Dîner avec Norte (Nord)
Entretien avec Javier García, réalisateur de Norte (Nord)
Qu’est-ce qui vous a poussé à faire un film sur ce programme ?
Je me suis toujours intéressé à l’exploration de l’esprit humain à travers le cinéma. Un jour, Sergio Arróspide m’a fait lire son scénario et je suis instantanément tombé amoureux de son texte. Il s’inspire d’une histoire vraie. Les autorités basques ont lancé un dispositif de « rencontres réparatrices en face à face », au cours desquelles la victime était enfermée dans la même pièce que l’ex-terroriste de l’ETA. Le but de ces rencontres était de leur apporter à tous deux une certaine sérénité.
Que pensez-vous de cette condition selon laquelle on ne doit ni s’excuser ni pardonner ?

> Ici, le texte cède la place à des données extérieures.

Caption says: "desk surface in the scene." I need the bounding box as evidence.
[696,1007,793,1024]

Faire des excuses ou pardonner, ce n’était pas le but de ces rencontres. Pour avoir le droit de participer, le terroriste devait avoir renié le groupe ETA et avoir exprimé des regrets. Le but était de trouver un sujet commun qui permettrait de retrouver la paix intérieure. Je pense que c’est le seul moyen d’avancer. Le ressentiment ne sert à rien, il aggrave même les choses pour la personne qui en a.

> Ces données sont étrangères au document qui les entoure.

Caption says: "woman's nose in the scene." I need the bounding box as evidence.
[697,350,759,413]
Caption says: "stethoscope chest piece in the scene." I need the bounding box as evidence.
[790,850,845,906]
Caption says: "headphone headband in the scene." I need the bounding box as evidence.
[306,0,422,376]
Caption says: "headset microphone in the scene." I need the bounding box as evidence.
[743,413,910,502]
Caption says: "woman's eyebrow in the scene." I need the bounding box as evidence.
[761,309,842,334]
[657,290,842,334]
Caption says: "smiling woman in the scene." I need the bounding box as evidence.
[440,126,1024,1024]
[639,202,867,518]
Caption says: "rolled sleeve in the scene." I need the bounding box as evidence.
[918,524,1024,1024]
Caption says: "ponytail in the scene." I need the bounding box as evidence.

Pourquoi avoir choisi ce titre ?
C’est une métaphore de la géographie et de l’esprit. Le Pays Basque est situé au nord de l’Espagne, mais on dit aussi en espagnol « perdre le nord » pour désigner un état de confusion mentale qui, s’il survient dans la jeunesse, peut amener une personne à commettre des actes qu’elle regrettera plus tard.
Parlez-nous de votre style cinématographique (vous filmez un personnage, puis l’autre) et de votre scène finale.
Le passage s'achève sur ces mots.